For the white men that came ready to exploit and ravage in their insatiable hunger for riches, the land was a death trap.

Other white men passed through, however. Silver and borax were found and the land was torn asunder. Claims were staked. Land rights were distributed with no consideration for the indigenous Timbisha. Their way of life was altered forever.

Perspective and intention shape experiences. And so we set our intention:

We wish to gather together, in the Name of our Creator, our Provider, and our Sustainer, in gratitude to Him, in reverence for Him, and in pursuit of Him. We wish to acquire all knowledge that will make firm our gratitude, reverence, and patient seeking. We wish to deepen our relationships with all of creation, God's plants, animals, and heavenly ornaments, that we may be drawn into a realized understanding of His Might and His Mercy. We wish to be transformed by this experience, entirely for the better. We further ask that God Most High expand us, that we might graciously accept all that He desires for us.

May God strengthen our resolve and fix this intention fast upon our hearts. Amin.

We'll be staying at Furnace Creek. This is the very place that the Timbisha Shoshone called home. Some of them are still there, on a reservation known as the Death Valley Indian Community.

Incidentally, this is the also the very place where, on July 15th, 1972, the ground temperature was recorded at 201 degrees. We'll talk about the weather in another post.

Can you recall an experience were your intention made all the difference? Please share in the comments below :)


  1. A blog entry without any comments is certainly no fun!

    Not to stir up the pot or anything but here is some interesting perspective on your thesis by the Man from Monterey (well not really but close enough),

    “For it is said that humans are never satisfied, that you give them one thing and they want something more. And this is said in disparagement, whereas it is one of the greatest talents the species has and one that has made it superior to animals that are satisfied with what they have.”

    Strictly for fun, can you name that author ?

    1. We love sympathy comments around here!

      And, without resorting to Google, I do not know the author. Though Steinbeck was no stranger to Monterey . . .

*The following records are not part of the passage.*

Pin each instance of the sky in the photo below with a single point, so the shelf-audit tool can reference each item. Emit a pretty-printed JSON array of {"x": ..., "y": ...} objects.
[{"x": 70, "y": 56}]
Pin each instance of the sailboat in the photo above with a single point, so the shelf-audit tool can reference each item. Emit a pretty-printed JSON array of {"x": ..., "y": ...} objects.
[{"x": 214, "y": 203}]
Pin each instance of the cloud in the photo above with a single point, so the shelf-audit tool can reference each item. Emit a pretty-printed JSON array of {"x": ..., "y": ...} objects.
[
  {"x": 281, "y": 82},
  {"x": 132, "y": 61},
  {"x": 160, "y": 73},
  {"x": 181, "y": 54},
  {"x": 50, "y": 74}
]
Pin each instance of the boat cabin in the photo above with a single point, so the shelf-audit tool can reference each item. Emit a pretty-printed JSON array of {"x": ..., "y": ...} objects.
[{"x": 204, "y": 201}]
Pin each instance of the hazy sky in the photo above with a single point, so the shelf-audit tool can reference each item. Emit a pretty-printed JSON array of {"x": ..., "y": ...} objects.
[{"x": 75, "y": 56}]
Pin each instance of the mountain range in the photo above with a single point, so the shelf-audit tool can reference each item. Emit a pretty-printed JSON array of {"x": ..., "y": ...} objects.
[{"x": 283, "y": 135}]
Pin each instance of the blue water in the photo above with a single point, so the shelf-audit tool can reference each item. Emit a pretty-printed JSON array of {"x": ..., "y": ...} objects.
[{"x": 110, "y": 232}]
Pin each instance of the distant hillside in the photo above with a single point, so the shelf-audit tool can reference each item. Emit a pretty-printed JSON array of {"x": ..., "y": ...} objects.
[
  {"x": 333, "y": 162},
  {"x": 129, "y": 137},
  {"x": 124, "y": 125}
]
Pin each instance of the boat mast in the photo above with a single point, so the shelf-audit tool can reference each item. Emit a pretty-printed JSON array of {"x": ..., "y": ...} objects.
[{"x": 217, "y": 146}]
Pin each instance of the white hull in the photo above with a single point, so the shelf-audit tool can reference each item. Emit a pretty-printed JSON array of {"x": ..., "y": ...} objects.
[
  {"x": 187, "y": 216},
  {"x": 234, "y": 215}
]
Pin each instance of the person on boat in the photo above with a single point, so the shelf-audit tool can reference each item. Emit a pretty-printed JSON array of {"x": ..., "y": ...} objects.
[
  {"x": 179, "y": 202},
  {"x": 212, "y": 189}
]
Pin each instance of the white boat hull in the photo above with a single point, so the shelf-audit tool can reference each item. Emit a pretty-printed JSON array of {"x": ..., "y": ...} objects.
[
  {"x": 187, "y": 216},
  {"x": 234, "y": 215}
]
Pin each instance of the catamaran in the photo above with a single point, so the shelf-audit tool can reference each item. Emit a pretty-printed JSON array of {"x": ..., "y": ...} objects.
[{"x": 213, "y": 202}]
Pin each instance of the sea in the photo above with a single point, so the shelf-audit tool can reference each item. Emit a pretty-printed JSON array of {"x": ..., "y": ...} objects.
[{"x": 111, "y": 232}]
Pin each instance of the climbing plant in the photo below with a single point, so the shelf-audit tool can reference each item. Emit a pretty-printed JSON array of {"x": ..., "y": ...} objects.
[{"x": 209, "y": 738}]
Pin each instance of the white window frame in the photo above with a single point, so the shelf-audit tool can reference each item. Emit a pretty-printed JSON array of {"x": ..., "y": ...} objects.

  2. Thanks Ahmed for the important history of the people and the land, and the two perspectives. The phrase, "Goodbye Death Valley" reminds also of how death is well hidden and we try to avoid thinking about it. We run from it probably because of the perceived stress and the fight/flight/freeze response.
    If I am able to hold an intention: to leave a positive legacy, then that context effects my attitude, thoughts and actions. Thus intention can be used like a compass. An example is, when I did some volunteer work at a retreat for men and women, all the volunteers together set an intention to be of service, create an egoless environment, and to hold a safe and sacred space. As we gave our best, and trusted the process, one of the results was that things fell into place. I had the rare feeling of being at the right place at the right time. The experience of having and serving a purpose (or intention).
    My challenge is to be able to hold on to a good intention for a long time. I frequently forget the bigger picture and get caught up in the mundane, when I'm not being mindful or conscious of holding a clear and broad intention

    1. Remaining mindful of our intentions is certainly a skill worth cultivating. We'll try and find ways to practice that together, insha Allah.